Innovation in Self-Development, Leading Performance

The core highlight of dots.vlm1 lies in its native self-developed NaViT visual encoder. Unlike traditional methods that fine-tune mature models, NaViT is trained from scratch and supports dynamic resolution, better adapting to diverse real-world image scenarios. The model also enhances its generalization ability by combining pure visual and text-visual dual supervision, especially excelling in handling non-traditional structured images such as tables, charts, formulas, and documents.

In terms of data, the Hi Lab team has built a large and well-cleaned training dataset. They improved the quality of image-text alignment by rewriting web data themselves and using their self-developed dots.ocr tool to process PDF documents, laying a solid foundation for the model's cross-modal understanding capabilities.

Evaluation Performance, Comparable to Top Closed-Source Models

On mainstream international multimodal evaluation sets, dots.vlm1's overall performance is impressive. It has reached levels comparable to Gemini2.5Pro and Seed-VL1.5 in several benchmarks such as MMMU, MathVision, and OCR Reasoning. In complex chart reasoning, STEM mathematical reasoning, and long-tail specific scenario recognition, dots.vlm1 demonstrates excellent logical reasoning and analytical capabilities, fully capable of handling high-difficulty tasks like Olympiad math.

QQ20250807-142938.png

Although it still lags behind SOTA closed-source models in extremely complex text reasoning tasks, its general mathematical reasoning and coding capabilities are already on par with mainstream large language models.

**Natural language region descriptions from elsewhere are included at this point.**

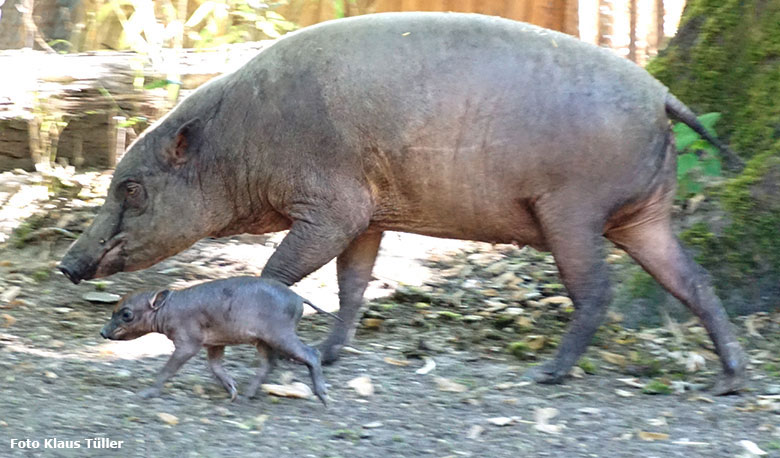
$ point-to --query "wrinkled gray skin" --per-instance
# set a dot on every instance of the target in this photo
(447, 125)
(239, 310)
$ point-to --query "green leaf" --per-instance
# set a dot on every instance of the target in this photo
(685, 163)
(156, 84)
(712, 167)
(709, 120)
(684, 136)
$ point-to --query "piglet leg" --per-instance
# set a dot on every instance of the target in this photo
(299, 351)
(183, 352)
(215, 355)
(267, 363)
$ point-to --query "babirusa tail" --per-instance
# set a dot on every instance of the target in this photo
(678, 110)
(319, 310)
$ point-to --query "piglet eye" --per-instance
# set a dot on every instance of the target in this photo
(134, 194)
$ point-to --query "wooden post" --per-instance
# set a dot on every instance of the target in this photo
(120, 139)
(632, 56)
(605, 23)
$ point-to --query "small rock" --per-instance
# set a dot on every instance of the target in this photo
(651, 436)
(613, 358)
(501, 421)
(536, 342)
(293, 390)
(474, 432)
(772, 389)
(445, 384)
(98, 296)
(542, 416)
(123, 373)
(429, 365)
(473, 318)
(577, 372)
(372, 323)
(562, 301)
(362, 385)
(8, 320)
(695, 362)
(751, 448)
(396, 362)
(168, 418)
(632, 382)
(10, 294)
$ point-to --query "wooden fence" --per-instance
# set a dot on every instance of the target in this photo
(635, 29)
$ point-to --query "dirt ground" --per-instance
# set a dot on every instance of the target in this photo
(482, 314)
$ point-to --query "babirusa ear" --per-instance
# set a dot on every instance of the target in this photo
(158, 299)
(180, 149)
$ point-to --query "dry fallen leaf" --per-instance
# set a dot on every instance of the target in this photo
(362, 385)
(445, 384)
(168, 418)
(751, 448)
(650, 436)
(10, 294)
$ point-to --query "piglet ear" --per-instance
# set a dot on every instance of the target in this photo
(181, 148)
(158, 299)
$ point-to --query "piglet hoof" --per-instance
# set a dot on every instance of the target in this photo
(323, 398)
(149, 393)
(329, 352)
(728, 384)
(547, 373)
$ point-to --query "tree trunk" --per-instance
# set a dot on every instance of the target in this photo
(726, 58)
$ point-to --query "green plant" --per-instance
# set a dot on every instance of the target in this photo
(699, 158)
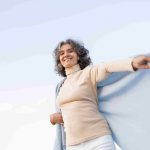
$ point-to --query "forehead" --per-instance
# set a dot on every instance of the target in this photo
(65, 47)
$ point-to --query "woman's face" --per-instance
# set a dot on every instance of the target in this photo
(68, 56)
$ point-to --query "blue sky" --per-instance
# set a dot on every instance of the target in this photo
(30, 30)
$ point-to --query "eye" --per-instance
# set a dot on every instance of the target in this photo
(71, 50)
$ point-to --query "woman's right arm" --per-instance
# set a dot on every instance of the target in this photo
(56, 118)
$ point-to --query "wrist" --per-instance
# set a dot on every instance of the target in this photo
(52, 120)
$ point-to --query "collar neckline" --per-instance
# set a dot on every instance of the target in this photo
(72, 69)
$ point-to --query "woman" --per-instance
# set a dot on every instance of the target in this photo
(84, 125)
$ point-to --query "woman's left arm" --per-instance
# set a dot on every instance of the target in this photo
(141, 62)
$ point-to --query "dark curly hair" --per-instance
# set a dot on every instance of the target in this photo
(82, 52)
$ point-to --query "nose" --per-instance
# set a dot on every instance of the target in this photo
(66, 54)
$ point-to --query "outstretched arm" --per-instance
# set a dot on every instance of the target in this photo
(141, 62)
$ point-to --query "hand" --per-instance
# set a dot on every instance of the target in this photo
(141, 62)
(56, 118)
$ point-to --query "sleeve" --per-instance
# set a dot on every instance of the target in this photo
(101, 71)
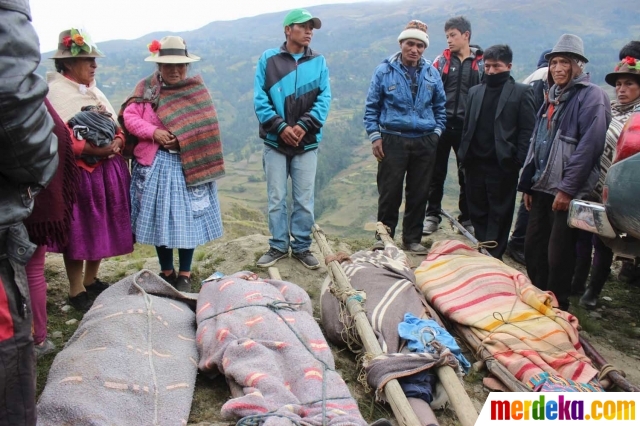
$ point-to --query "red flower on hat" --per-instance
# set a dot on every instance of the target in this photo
(154, 46)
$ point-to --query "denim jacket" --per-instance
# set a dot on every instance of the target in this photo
(573, 166)
(390, 107)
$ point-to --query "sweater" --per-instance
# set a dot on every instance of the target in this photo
(142, 121)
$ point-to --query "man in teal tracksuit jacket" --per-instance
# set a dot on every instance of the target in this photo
(291, 100)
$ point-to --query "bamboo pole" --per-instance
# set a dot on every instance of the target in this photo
(399, 404)
(464, 408)
(464, 231)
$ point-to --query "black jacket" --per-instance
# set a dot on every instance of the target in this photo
(28, 148)
(514, 122)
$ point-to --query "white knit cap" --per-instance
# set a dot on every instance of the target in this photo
(417, 30)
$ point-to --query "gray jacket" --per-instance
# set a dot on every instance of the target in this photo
(28, 148)
(573, 165)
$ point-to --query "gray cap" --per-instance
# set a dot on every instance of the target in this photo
(568, 44)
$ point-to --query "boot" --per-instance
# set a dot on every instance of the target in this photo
(580, 275)
(589, 299)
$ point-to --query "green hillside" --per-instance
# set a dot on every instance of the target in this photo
(355, 38)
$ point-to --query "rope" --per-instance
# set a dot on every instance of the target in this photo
(340, 257)
(276, 306)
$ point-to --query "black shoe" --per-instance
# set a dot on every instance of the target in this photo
(516, 254)
(171, 278)
(589, 299)
(44, 348)
(307, 259)
(270, 258)
(81, 302)
(95, 288)
(183, 283)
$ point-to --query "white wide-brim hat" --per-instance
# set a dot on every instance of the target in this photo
(172, 50)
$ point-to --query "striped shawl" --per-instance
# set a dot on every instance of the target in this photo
(513, 319)
(186, 110)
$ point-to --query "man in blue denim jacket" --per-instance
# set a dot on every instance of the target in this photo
(404, 118)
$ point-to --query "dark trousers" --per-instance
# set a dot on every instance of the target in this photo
(412, 158)
(17, 357)
(449, 139)
(520, 228)
(491, 197)
(550, 248)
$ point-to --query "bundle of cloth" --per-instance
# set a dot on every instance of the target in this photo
(261, 335)
(385, 284)
(93, 124)
(132, 360)
(513, 319)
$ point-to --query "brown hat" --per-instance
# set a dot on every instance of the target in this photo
(628, 66)
(76, 43)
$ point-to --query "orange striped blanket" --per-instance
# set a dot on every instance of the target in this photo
(512, 317)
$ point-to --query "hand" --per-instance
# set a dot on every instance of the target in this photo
(561, 202)
(173, 144)
(162, 137)
(377, 149)
(289, 136)
(299, 131)
(528, 199)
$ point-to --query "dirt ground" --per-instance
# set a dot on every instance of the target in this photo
(612, 329)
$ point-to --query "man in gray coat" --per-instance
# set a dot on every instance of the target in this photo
(562, 164)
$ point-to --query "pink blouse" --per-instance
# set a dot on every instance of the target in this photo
(141, 120)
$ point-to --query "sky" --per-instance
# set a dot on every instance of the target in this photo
(130, 19)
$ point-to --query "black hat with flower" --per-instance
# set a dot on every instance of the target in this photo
(74, 43)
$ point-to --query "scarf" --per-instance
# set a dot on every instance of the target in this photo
(53, 207)
(186, 110)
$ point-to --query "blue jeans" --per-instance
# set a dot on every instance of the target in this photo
(302, 169)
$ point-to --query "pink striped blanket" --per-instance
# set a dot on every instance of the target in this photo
(513, 318)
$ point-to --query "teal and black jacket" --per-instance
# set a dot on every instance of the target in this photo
(287, 93)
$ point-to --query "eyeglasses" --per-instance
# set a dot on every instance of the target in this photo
(410, 43)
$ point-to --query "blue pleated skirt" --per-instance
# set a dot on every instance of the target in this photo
(165, 212)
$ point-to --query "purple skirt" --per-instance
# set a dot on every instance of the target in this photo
(101, 224)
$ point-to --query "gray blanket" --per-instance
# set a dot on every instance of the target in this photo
(132, 360)
(262, 336)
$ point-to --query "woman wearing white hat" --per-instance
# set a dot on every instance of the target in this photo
(177, 160)
(99, 227)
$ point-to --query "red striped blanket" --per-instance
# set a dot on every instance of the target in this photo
(513, 318)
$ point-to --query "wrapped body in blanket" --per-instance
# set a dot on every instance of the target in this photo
(514, 320)
(385, 283)
(132, 360)
(262, 336)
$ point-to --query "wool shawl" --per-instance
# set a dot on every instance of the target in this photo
(620, 113)
(186, 110)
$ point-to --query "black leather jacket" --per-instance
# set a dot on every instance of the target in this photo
(28, 148)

The Hi Lab team stated that they will continue to optimize the model. They plan to expand the scale of cross-modal data and introduce advanced algorithms such as reinforcement learning to further improve the model's reasoning generalization capability. By open-sourcing dots.vlm1, Xiaohongshu is committed to bringing new momentum to the multimodal large model ecosystem and promoting industry development.